50タップ以上になると、スキップされる可能性がかなり高くなるというデータもあるくらいです。

前置きが長くなりました。
では「用意できるコンテンツ」について説明します。

ゲームシナリオの場合、用意できるコンテンツは案件によって全然違います。
キャラに表情が何種類あるか、背景はどんなものが用意されているか、
ボイスは入るのか、入るとしたらどのくらいはいるのか、など色々な制限が入ります。

まずキャラの表情が1種類しかない場合、悲しんでることを表現するには
地の文で「悲しんでいる」と書かなくてはなりません。

逆に「悲しい表情」が用意されているのであれば、悲しい表情を画面に出してもらえば
地の文に「悲しんでいる」とは書かなくてもよくなりまります。

これはボイスが入るかどうかも同様になります。
ボイスが入る場合は「悲しい感じ」で声優さんに演技してもらえば、
地の文で書かなくても、ユーザーは悲しんでいることはわかります。

ですが、ボイスが入らない場合は
やはり地の文での補足が必要になってきます。

背景に関しても、用意されていない場所でのストーリーは作れません。
どうしても出したい場合は、背景を新たに用意して欲しいという交渉が必要となります。

ゲームのシナリオを書く際は必ず、用意してもらえるコンテンツの一覧を貰いましょう。

次にアドベンチャーの仕様についてです。
これはどのくらい動くのか、画面に何キャラ出せるのか、どういう形でテキスト出るのか、などなど
仕様によって表現できるものは大きく違ってきます。

中には選択肢を付けられる場合もあり、
選択肢によって分岐点を作れるのであれば、自然とシナリオもそれを使ったものにする必要があります。

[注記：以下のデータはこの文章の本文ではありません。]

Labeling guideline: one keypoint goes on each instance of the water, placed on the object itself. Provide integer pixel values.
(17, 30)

ただ、アドベンチャーの部分が作られるのは遅かったりするので
実際のアドベンチャーの画面を見ることはできなかったりします。

その場合はせめて、アドベンチャー部分の仕様書を見せてもらいましょう。

上でも書きましたがゲームシナリオはあくまでゲームを引き立てるものです。
仕様やコンテンツで表現できるものは極力テキストで二重に表現せずにカットしていきましょう。

なるべくタップ数を減らすことがゲームシナリオの肝となってきます。

 

アニメシナリオの注意点

最後にアニメシナリオの注意点です。

…すいません。
アニメの仕事はまだしたことがありませんので、注意点などを詳しくは書けません。。。

アニメの仕事をした際に、またここに追記していきたいと思います。

それでは、最後まで読んでいただき、ありがとうございました。